Während vier Monaten versuchten wir nachzufragen, wo die dominierenden Player der Tech-Konzerne die Chancen und Risiken vom Metaverse sehen. Alle wollen davon profitieren, aber unsere Fragen beantwortete uns keiner. Nach dem Besuch eines Metaverse Summits, einer Informationsveranstaltung einer Anwaltskanzlei, versuchten wir die vortragenden Personen der Firmen Meta und Google per Mail zu kontaktieren. Doch wir fanden keine Mail-Adressen der jeweiligen Personen und wurden von der Kanzlei auch nicht weitergeleitet.
Meta baut seinen Standort ebenfalls aus, zuletzt von 200 auf 350 Mitarbeitende. Das Büro in Zürich ist Teil der «Reality Labs» von Meta. Diese beschäftigen sich primär mit Virtual und Augmented Reality. Zudem wurde die Firma Oculus, welche High-End VR-Brillen in ihrem Portfolio hat und schon jahrelang in diesem Bereich forscht und entwickelt, von Meta für geschätzte 2 Milliarden Dollar übernommen.
Grosser Anstieg sowohl auf Arbeitgeber*innen wie Arbeitnehmer*innenseite: Laut dem Statistischen Amt Zürich profitiert die Stadt von hoher Beliebtheit im Tech-Sektor.

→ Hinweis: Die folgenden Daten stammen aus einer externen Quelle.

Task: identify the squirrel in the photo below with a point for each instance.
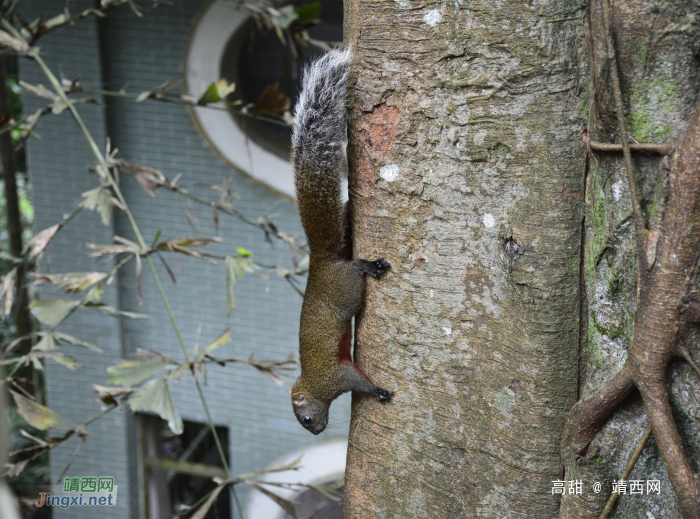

Auch Microsoft hat erkannt, wie vorteilhaft es ist, ein Forschungslabor in Zürich einzurichten. Das Unternehmen gründete das «Mixed Reality & AI Lab» mit direkter Anbindung an die ETH Zürich. Die Nähe zur ETH, einer der besten technischen Hochschulen der Welt, verspricht ein stetiger Zustrom von jungen talentierten Software Ingenieur*innen. Das Labor wird von Marc Pollefeys, Mitarbeiter von Microsoft, geleitet. Er doziert ebenfalls an der ETH.
Also starteten wir unsere Recherche zum Metaverse in Zürich. Welche Technologien werden hier in Zürich für das Metaverse entwickelt? Erstes Fazit der Kontaktaufnahme: Google, Meta und Microsoft haben sich mit Mauern umgeben, die kaum zu überwinden sind. Zu Beginn wendeten wir uns an die Pressestellen der genannten Firmen. Ohne Erfolg. Gründe für die Absagen gab es keine.

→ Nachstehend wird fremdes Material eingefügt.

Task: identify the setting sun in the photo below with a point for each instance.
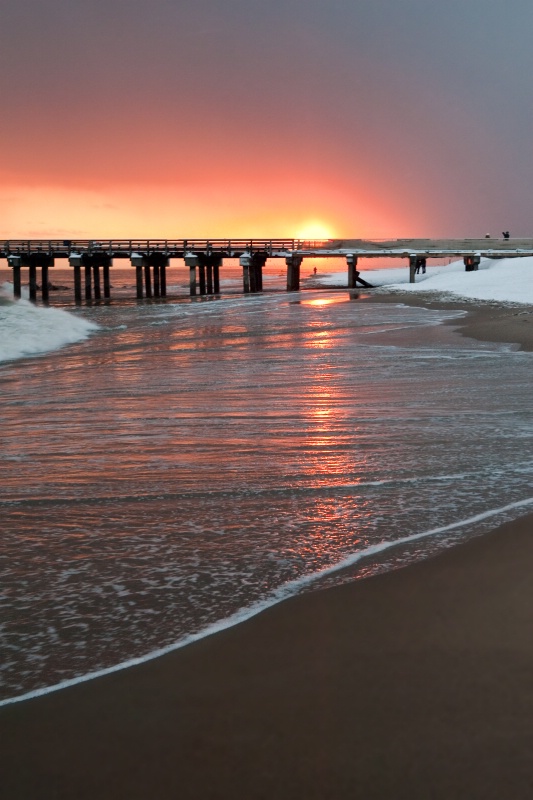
(315, 229)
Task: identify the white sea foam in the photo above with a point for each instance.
(26, 329)
(284, 592)
(506, 280)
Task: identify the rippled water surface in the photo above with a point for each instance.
(189, 459)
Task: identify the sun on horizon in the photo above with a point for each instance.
(315, 230)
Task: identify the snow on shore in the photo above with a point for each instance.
(506, 280)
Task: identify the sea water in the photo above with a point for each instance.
(170, 467)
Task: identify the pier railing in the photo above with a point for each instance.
(173, 248)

«Danke für Ihre Anfrage und Ihr Interesse an Google. Leider können wir Ihnen zu diesem Thema kein Interview anbieten.
Herzlichen Dank für Ihr Verständnis und weiterhin viel Erfolg bei Ihrer Recherche.
Freundliche Grüsse»
Da uns der öffentliche Weg der Kontaktaufnahme kein Erfolg brachte, versuchten wir über verschiedene Angestellte ein Interview zu organisieren. Entweder gab es gar keine Antwort oder wir wurden erneut auf die Pressestelle verwiesen. Insgesamt standen wir mit 14 Personen in Kontakt. 28 Mails und 4 Anrufe später mussten wir uns geschlagen geben.

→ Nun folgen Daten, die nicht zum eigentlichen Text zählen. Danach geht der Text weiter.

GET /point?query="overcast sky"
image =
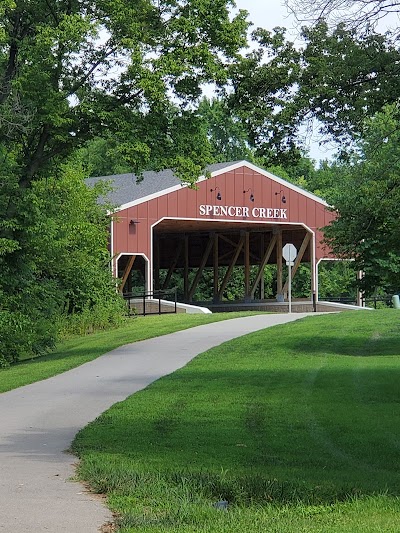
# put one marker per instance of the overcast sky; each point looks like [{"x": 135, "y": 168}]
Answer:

Müssen die grossen Tech-Konzerne überhaupt Auskunft geben, wenn es gar nicht in ihrem Interesse ist, einen Einblick in ihre Forschung und ihre Arbeit zu gewähren? Die Antwort ist ein ganz klares Ja.
Täglich nutzen wir Handys, Suchmaschinen oder Social Media Plattformen, welche von Google, Microsoft oder Meta kontrolliert werden. Nicht weil wir eine Wahl haben, sondern weil es keine praktischen Alternativen gibt, wenn man nicht von der Zivilisation abgeschottet leben will. Die Tech-Grössen geniessen eine totale Monopolstellung. Unsere Leben durchleuchten sie bis aufs kleinste Detail, erstellen Persönlichkeitsprofile und kennen unsere Vorlieben, Interessen und Sorgen. Sobald man den Spiess umdrehen will, um von ihnen etwas zu erfahren, sind Kontaktmöglichkeiten unauffindbar oder man stösst auf Ablehnung.
In einer funktionierenden Demokratie muss der Diskurs immer gewährleistet werden. Die Grossunternehmen können sich nicht erlauben, die Türen vor der Öffentlichkeit zu verschliessen. Und trotzdem tun sie es und treten die Öffentlichkeit mit Füssen. Eine technische Errungenschaft wie das Metaverse wird möglicherweise Millionen von Menschen beeinflussen. Es birgt zahlreiche Risiken wie Datenschutzprobleme, Überwachung oder Suchtpotenzial und muss deshalb von allen Seiten kritisch beleuchtet werden. Doch dies ist hier in Zürich nicht möglich und daher undemokratisch.